Search code examples
machine-learningcluster-analysismahout

How to take key and value in a CSV file for Kmeans clustering in Mahout


I am trying to run Kmeans clustering on below set of data,

Name,Gender,Age,Drinks,Country
John,M,30,Pepsi,US
Jack,M,25,Coke,US
David,M,34,Pepsi,UK
Ted,M,37,Limca,CAN
Robert,M,23,Limca,US
Adrian,M,31,Pepsi,US
Craig,M,37,Coke,UK
Katie,F,23,Limca,UK
Nancy,F,32,Pepsi,UK

I want to cluster the data based on Drinks(pepsi,coke,Limca)and i am able to do it.But i want to retrive name also alongside clustered data.
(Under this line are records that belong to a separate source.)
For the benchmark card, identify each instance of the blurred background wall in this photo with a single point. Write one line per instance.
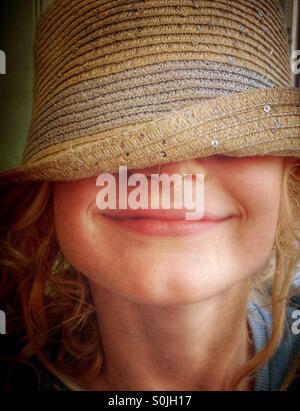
(17, 26)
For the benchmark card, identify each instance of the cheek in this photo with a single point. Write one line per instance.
(258, 195)
(73, 226)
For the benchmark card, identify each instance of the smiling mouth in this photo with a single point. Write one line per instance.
(164, 223)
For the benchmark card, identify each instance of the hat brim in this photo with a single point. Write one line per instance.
(257, 122)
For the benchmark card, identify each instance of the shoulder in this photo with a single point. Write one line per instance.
(273, 373)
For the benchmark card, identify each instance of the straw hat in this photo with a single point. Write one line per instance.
(139, 83)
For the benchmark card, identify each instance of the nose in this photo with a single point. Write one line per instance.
(191, 166)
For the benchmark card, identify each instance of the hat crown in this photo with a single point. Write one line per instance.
(102, 65)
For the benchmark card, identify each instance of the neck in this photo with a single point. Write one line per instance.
(197, 346)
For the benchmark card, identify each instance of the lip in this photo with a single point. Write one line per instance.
(163, 222)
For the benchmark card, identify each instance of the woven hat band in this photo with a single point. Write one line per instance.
(100, 63)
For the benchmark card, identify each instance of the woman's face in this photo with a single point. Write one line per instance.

the output i am getting is

0
1
2 
Limca belongs to cluster:0
Cokde belongs to cluster:0
etc.

here i want to get the names also.

while converting to sequence file i am taking key as drinks and value as the rest of text and converting to sparsevector and then running Kmeans clustering,the names are not printed. can anybody point how i extract name from the clusters which are there in values.


Solution

  • You may need to convert {Pepsi, Coke, Pepsi, Limca} to something like {1001, 1002, 1001, 1003} and again convert back to original values.

    But as mentioned in one of the answers, just getting a group by drinks may not be a clustering job, it's just an SQL query. if your problem is more complex than grouping then you can try the approach that I mentioned in above Paragraph.